Les causes profondes des coups de bélier sont généralement les mêmes. Comprendre ces causes apporte de la clarté et évite la panique lors du dépannage.
Accumulation d'encrassement des membranes - Le tueur le plus courant mais le plus sous-estimé
L’augmentation de la pression transmembranaire est principalement causée par l’encrassement de la membrane. Pendant le fonctionnement, la matière organique dissoute, les particules colloïdales et les matières en suspension du mélange de boues se déposent continuellement sur la surface de la membrane et dans les pores, formant une couche de gel et une couche de gâteau de filtration. Plus cette « coque » est épaisse, plus la résistance à l’eau est grande, augmentant naturellement la différence de pression.

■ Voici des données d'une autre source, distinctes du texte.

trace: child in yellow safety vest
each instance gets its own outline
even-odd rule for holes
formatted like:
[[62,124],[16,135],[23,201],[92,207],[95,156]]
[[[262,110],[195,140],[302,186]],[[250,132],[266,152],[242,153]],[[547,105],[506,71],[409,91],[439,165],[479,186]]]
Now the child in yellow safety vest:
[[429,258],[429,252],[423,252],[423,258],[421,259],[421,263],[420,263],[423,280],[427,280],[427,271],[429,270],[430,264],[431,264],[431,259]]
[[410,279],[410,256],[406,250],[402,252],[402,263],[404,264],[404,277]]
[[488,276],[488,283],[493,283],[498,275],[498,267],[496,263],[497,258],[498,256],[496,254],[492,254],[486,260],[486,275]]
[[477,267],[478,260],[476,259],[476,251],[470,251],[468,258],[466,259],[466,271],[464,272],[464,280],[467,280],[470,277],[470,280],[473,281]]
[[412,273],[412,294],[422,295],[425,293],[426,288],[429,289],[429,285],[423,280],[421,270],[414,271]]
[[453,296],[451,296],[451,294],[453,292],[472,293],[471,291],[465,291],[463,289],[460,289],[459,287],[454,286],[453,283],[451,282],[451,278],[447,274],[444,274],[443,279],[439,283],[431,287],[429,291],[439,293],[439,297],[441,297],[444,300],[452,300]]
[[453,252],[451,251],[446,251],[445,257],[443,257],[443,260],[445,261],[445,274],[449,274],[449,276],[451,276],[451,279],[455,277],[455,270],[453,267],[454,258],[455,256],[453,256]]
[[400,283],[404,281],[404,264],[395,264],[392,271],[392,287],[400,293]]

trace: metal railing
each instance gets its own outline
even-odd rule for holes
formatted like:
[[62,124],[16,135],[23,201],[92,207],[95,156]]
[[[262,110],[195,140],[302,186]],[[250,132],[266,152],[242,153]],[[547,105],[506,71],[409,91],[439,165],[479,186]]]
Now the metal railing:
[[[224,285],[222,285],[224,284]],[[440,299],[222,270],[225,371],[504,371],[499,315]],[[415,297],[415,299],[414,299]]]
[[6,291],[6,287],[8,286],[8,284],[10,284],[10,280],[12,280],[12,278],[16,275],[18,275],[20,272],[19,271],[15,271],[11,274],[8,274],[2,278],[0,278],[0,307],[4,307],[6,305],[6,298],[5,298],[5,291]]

De nombreuses personnes croient à tort qu’un rétrolavage régulier en ligne suffit. En réalité, le lavage à contre-courant en ligne élimine uniquement les dépôts libres à la surface de la membrane et est presque impuissant contre les salissures organiques et biologiques qui ont pénétré profondément dans les pores de la membrane. En particulier lorsque l'influent contient une grande quantité de métabolites microbiens dissous (SMP), un biofilm collant adhère à la paroi interne des pores de la membrane, qui ne peut pas être éliminé par un lavage à contre-courant régulier.
Par conséquent, lors de l’évaluation de l’encrassement de la membrane, ne regardez pas seulement la baisse du TMP après le lavage à contre-courant. Si la différence de pression remonte rapidement après le lavage à contre-courant, cela indique qu'un encrassement profond s'est formé. Dans ce cas, un nettoyage chimique hors ligne doit être organisé, en utilisant un trempage alterné avec de l'hypochlorite de sodium et de l'acide citrique pour éliminer efficacement les contaminants des pores.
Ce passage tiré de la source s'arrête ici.